Masters of Cinema’s new (Region-B locked) Blu-ray does a tremendous job of replicating all of these elements, and doing so in a not overly ostentatious manner, at that. Technicolor lends itself to the bold and pronounced, and while that tack is appropriate on different films (we’ll discuss Gate of Hell shortly), Floating Weeds thrives within the clashes between brights colors and a more faded presentation. I have no idea if this is especially true to the best existing print, but it’s one of those brave decisions that resonates in the final product. Everything else you’d want about the image – stability, clarity, a bit of the ol’ grain – is equally preserved. Audio comes in Japanese with English subtitles, and sounds terrific.

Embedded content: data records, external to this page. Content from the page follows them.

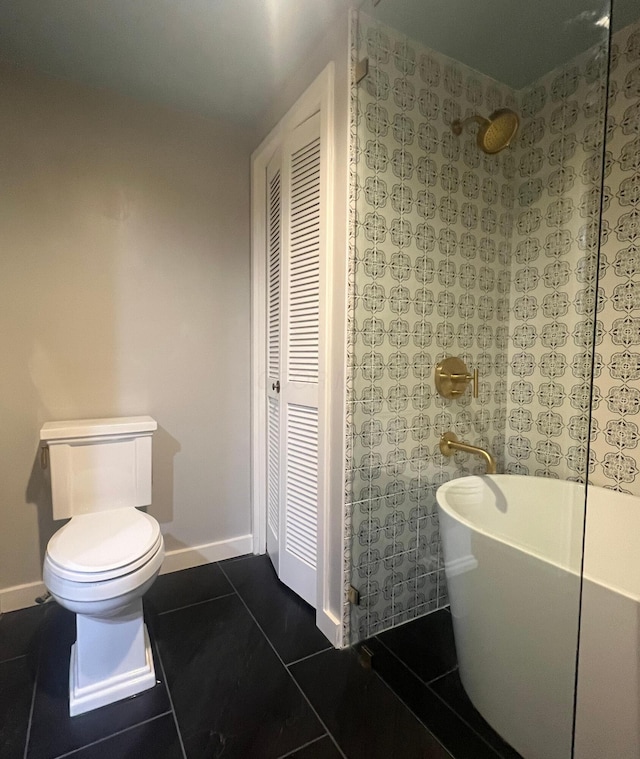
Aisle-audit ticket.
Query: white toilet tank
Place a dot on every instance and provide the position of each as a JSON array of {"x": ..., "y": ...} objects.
[{"x": 99, "y": 464}]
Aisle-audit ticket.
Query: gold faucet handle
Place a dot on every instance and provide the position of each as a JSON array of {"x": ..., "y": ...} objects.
[{"x": 452, "y": 378}]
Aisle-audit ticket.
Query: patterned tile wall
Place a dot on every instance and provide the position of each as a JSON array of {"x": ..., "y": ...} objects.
[
  {"x": 557, "y": 187},
  {"x": 615, "y": 430},
  {"x": 493, "y": 259},
  {"x": 430, "y": 277}
]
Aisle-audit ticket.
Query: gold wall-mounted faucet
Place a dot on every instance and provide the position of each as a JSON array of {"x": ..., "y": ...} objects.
[{"x": 449, "y": 444}]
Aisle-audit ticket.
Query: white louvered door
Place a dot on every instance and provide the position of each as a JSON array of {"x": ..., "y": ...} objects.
[
  {"x": 300, "y": 359},
  {"x": 274, "y": 258}
]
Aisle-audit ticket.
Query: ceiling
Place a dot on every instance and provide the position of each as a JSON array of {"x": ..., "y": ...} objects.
[
  {"x": 227, "y": 58},
  {"x": 221, "y": 58},
  {"x": 513, "y": 41}
]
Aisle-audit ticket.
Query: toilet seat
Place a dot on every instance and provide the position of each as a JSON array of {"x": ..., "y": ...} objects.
[{"x": 104, "y": 546}]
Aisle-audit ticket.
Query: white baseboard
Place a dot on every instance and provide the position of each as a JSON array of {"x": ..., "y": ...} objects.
[
  {"x": 184, "y": 558},
  {"x": 330, "y": 627},
  {"x": 22, "y": 596}
]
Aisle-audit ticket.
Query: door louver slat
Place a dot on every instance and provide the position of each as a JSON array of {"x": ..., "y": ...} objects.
[
  {"x": 304, "y": 262},
  {"x": 302, "y": 482},
  {"x": 273, "y": 465}
]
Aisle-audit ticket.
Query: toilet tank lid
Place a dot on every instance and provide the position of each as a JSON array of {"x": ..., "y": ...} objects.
[{"x": 80, "y": 428}]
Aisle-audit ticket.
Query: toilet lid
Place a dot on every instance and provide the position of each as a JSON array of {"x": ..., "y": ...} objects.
[{"x": 105, "y": 541}]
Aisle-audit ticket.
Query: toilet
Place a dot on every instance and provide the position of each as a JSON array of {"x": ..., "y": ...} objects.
[{"x": 102, "y": 561}]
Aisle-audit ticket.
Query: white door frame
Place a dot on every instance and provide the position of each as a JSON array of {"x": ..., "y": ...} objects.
[{"x": 332, "y": 402}]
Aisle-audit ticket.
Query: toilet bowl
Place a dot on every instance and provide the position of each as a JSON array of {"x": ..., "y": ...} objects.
[{"x": 102, "y": 561}]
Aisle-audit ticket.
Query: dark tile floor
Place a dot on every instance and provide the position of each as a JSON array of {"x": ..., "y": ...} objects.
[{"x": 243, "y": 672}]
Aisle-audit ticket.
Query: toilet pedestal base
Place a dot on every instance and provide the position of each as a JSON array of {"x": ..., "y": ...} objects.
[{"x": 110, "y": 660}]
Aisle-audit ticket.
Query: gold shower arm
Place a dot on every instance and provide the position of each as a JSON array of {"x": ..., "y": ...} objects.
[{"x": 457, "y": 126}]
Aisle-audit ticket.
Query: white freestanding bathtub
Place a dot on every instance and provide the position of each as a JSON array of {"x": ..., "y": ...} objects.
[{"x": 513, "y": 550}]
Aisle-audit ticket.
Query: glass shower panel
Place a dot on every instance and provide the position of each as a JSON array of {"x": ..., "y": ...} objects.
[{"x": 466, "y": 246}]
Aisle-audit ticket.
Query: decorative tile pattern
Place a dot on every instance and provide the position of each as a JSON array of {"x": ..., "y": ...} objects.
[
  {"x": 429, "y": 278},
  {"x": 615, "y": 459},
  {"x": 557, "y": 194},
  {"x": 494, "y": 259}
]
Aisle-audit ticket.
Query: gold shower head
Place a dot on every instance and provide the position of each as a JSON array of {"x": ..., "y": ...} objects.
[{"x": 495, "y": 133}]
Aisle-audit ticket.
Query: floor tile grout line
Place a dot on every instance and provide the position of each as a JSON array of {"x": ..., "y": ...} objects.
[
  {"x": 406, "y": 705},
  {"x": 464, "y": 721},
  {"x": 308, "y": 656},
  {"x": 170, "y": 697},
  {"x": 296, "y": 683},
  {"x": 438, "y": 696},
  {"x": 195, "y": 603},
  {"x": 439, "y": 677},
  {"x": 294, "y": 751},
  {"x": 108, "y": 737}
]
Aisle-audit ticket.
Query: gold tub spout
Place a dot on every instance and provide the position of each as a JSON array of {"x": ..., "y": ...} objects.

No extra features on the disc, save for the theatrical trailer, but the accompanying booklet comes with an essay by Ignatiy Vishnevetsky and, more excitingly, excerpts from Ozu’s personal diaries. The essay provides a very good analysis of the film and its production, but is a little disorganized, but those diary entries are endlessly fascinating, filled as much with reflections of his own tiredness and drunkenness as they are notes on film production. Translated from Japanese to French in 1996, Craig Keller translated the French exclusively for this edition, so you’re really getting something unique here.
Those who have the Criterion edition of the film would do well to keep it, certainly for also having the original silent film, but also for the commentary tracks. I don’t have that edition myself to compare it to, but looking at DVD Beaver, the differences are marked, though I can hardly imagine the Criterion attains the same clarity of image, being a DVD and all. For Ozu fans, this is an easy get, and for those who have yet to start in, this provides about as fine an entry point as one could imagine, even if, like me, you tend to prefer his black-and-white work. All of his themes are present in full force, and the execution of them is lovely.